Mr Bentley said languages were very popular among students at intermediate level, but tapered off at senior level when they became examination subjects.

Even then, the number of Chinese learners rose more than 330 per cent in the past four years at senior level, increasing from just 79 learners in 2011 to 263 last year.

Mr Bentley said the funding the school received from Hanban, the Chinese National Office for Teaching Chinese as a Foreign Language, had allowed it to expand its Chinese department.

Confucius Institute director Nora Yao said there were 15 schools with Confucius classrooms in New Zealand and two more were recently approved.

Except for St Peter's, all the others were at primary or intermediate levels, with some being shared by a cluster of schools.

In Auckland, these schools include Henderson Intermediate, Willow Park, Parnell District School, Holy Cross and Glenfield Intermediate.
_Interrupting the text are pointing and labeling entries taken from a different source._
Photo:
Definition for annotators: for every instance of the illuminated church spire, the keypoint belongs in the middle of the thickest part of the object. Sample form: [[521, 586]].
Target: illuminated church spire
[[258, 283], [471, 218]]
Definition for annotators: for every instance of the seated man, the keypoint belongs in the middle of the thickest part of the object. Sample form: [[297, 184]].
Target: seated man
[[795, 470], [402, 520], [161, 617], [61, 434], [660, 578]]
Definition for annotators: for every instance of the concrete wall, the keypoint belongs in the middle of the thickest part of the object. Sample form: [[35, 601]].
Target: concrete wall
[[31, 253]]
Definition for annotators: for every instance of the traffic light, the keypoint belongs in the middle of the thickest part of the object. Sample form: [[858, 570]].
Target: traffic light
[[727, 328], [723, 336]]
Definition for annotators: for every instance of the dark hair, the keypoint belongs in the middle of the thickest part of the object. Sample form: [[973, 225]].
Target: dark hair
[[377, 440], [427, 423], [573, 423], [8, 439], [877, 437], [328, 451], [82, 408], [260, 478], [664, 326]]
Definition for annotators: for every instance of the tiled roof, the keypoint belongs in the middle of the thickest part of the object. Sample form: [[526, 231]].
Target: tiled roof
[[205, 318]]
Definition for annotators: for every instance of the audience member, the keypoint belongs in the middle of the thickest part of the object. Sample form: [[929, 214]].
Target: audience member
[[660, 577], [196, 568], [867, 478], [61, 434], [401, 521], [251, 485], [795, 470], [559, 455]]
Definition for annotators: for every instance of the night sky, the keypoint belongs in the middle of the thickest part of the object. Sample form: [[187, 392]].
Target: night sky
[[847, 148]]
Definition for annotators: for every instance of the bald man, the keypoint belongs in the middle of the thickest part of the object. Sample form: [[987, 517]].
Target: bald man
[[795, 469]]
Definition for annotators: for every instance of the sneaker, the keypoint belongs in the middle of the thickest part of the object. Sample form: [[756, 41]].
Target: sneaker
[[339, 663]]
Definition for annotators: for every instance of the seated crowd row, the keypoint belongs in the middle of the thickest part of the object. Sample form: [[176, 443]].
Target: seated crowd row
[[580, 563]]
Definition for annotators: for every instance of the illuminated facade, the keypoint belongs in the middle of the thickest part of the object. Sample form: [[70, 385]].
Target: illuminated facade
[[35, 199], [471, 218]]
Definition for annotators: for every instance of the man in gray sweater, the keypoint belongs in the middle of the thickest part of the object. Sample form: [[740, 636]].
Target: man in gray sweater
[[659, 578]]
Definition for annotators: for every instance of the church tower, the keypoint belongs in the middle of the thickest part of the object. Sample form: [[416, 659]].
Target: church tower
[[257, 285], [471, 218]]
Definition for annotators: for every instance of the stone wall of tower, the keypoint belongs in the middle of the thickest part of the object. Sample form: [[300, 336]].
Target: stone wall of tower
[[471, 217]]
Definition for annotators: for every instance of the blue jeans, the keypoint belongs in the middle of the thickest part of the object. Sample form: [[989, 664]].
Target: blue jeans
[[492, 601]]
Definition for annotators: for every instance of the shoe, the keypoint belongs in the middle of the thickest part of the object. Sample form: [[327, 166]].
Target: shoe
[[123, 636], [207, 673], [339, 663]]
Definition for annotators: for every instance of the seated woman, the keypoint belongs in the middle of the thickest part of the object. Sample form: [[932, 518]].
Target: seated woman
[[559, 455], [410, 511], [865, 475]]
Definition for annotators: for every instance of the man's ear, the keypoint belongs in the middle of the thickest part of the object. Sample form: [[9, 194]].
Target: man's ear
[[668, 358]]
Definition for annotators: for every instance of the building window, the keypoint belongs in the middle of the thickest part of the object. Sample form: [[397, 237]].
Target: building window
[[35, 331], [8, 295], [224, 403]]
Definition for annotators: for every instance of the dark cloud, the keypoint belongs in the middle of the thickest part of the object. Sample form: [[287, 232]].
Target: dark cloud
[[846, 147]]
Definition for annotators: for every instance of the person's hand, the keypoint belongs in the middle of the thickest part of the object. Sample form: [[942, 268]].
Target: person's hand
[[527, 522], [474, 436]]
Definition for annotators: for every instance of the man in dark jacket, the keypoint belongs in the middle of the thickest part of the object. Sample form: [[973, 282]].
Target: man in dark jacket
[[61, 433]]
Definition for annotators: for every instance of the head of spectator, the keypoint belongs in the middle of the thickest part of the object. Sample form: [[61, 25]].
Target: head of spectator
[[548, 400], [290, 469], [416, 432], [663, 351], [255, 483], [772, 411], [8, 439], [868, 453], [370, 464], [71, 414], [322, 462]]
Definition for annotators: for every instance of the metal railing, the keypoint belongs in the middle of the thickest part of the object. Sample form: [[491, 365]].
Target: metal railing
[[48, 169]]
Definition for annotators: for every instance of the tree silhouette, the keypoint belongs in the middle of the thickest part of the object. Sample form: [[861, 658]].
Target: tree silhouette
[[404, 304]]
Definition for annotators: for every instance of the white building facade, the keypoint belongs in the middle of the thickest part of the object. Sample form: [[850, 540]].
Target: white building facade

"A Confucius classroom is a hub for Chinese teaching and learning ... they receive special support from Hanban through the local Confucius Institute," Ms Yao said.

To qualify, schools must already offer Chinese as a subject and need to have a plan to further develop Chinese education.

They must also be willing to act as a resource and advisory centre to "showcase and promote" the teaching of Chinese language and culture.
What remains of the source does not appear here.